I'm not intending to be depressing today. I'm not sad, simply contemplative. Part of it is working late for the past three days. Part of it might possibly be the two glasses of wine I drank after I got home tonight. Most of it, I'm convinced, is the fact that I'm turning 26 in a few weeks, and I'm feeling farther from knowing who I am than ever. When does this end? When will I wake up and feel secure in my own skin? When will I believe that I'm enough as I am? And does this happen to everyone?

Monday, October 23, 2006

Things I love

I feel like I've been kind of a downer for the past few posts. Not that I've had a bad few days (they've been fantastic, truth be told), I just haven't said anything without the somewhat unfamiliar tinge of sarcasm. Chalk it up to tiredness and me feeling a little bit like "Billy Badass." In light of that, however, I am taking a moment to rhapsodize on the first 25 things that pop into my head that I absolutely, without question ADORE.

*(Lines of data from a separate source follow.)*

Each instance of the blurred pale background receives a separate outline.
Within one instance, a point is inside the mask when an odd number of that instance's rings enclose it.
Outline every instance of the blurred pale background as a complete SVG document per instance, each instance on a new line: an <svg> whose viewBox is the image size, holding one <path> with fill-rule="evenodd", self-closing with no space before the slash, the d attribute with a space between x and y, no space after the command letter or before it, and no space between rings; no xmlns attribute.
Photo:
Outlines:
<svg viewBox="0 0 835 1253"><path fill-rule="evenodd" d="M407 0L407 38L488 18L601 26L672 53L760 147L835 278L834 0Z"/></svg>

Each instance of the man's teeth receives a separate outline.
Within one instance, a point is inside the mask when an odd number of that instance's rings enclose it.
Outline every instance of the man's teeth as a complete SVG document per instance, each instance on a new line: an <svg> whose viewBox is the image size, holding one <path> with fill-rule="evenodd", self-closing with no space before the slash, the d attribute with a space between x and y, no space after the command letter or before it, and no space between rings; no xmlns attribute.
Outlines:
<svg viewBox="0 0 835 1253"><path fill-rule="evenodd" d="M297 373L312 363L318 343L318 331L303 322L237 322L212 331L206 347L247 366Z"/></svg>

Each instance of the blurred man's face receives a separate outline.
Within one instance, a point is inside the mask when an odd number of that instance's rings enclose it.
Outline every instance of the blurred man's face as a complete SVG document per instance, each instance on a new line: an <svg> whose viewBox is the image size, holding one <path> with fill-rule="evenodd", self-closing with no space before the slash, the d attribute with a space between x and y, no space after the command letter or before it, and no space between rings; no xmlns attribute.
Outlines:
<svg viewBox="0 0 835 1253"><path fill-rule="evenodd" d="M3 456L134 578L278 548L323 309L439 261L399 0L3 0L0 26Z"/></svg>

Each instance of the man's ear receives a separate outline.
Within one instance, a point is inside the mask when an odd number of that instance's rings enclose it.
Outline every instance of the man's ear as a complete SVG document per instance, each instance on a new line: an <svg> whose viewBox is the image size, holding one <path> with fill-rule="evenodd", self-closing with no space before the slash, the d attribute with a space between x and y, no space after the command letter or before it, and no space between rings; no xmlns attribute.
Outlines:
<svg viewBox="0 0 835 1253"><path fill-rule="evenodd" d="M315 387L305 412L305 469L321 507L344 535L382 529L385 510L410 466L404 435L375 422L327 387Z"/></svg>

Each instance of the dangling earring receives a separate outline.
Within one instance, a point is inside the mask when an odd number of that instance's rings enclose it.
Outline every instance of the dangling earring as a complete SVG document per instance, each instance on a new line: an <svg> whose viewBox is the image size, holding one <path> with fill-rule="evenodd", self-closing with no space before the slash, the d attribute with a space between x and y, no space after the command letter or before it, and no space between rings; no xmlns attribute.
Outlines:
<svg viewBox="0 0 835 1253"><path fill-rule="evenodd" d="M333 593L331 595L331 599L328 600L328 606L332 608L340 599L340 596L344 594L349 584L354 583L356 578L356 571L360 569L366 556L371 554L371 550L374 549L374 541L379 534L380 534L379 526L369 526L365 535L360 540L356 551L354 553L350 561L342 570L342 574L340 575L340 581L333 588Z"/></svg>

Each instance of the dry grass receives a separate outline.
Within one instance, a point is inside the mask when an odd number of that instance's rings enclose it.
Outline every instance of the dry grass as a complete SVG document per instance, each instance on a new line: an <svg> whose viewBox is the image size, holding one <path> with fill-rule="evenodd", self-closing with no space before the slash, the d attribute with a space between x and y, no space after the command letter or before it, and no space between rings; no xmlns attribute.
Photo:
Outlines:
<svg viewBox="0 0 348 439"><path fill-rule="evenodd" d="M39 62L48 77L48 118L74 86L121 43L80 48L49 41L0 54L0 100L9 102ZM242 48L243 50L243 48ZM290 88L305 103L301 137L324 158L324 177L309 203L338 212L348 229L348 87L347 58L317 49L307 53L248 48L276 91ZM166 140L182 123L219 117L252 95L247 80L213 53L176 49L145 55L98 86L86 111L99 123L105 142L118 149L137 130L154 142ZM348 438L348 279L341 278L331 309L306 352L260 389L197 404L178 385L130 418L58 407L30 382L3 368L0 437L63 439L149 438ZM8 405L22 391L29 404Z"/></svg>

1. When I'm in good playing shape and in performance, when everything seems to work and I lose the world around me.
2. Perfect kisses.
3. The first burst of sunshine after days of gray.
4. Fires in the fireplace.
5. Laughing so hard that my stomach hurts for a solid hour afterwards.
6. The feeling of pride after baking a cake from scratch.
7. Waking up with the warmth of a cat on my feet.
8. Tangible people-smells. I'm not talking gross smells here, folks. I just mean distinct scents that people have, the kinds that will always remind me of someone particular.
9. The feeling I get when someone tells me I made their day be being nice to them.
10. Soft T-shirts. Sweet jebus, I can't get enough!
11. And cheese. Any kind of cheese, in any circumstance.
12. The dream of my own home.
13. Really, really cold chocolate ice cream. None of this halfway melting shit. I want to have to chew it!
14. Seeing my friends become parents. It's scary and astonishing and beautiful, all at the same time.
15. Feeling inspired by people I love. How is it that you are all doing such amazing things with your lives? I feel so far behind, but I'm so proud to know you!
16. Lavendar.
17. Mmmmm, backrubs. Sigh.
18. Mix CDs are definitely one of my favorite things in the whole world. Don't be fooled by the fact that they are number 18. I love love LOVE them.
19. Lying underneath the Christmas tree and staring up at the lights when the room is dark. I don't think I'll ever get tired of this.
20. Fantasia on a Theme by Thomas Tallis, by Ralph Vaughn Williams.
21. Great big bear hugs, the kind that wrap you up and make you feel like you're protected from everything bad in the world.
22. Memories of my high school UU youth group. I don't think I've ever felt that safe.
23. Spaghetti. I swear, I've eaten spaghetti at least once a week for my entire life, and I NEVER get sick of it.
24. Fresh flowers in my apartment. I miss having a garden at home, and flowers make me feel like I'll have a garden again someday.
25. The message that my Grandmom and Granddad left on our answering machine this weekend. I will save it forever. It's just the most beautiful thing I've ever heard.

Sunday, October 22, 2006


I feel like I could sleep for the rest of my life. My brain is like mashed potatoes in my head right now. Too much partying this weekend? Yeah, you could say that. I have started and deleted this post at least ten times, and I still have no idea what to write about. So, here's some stream-of-consciousness dribble that's been swirling around inside my gray matter.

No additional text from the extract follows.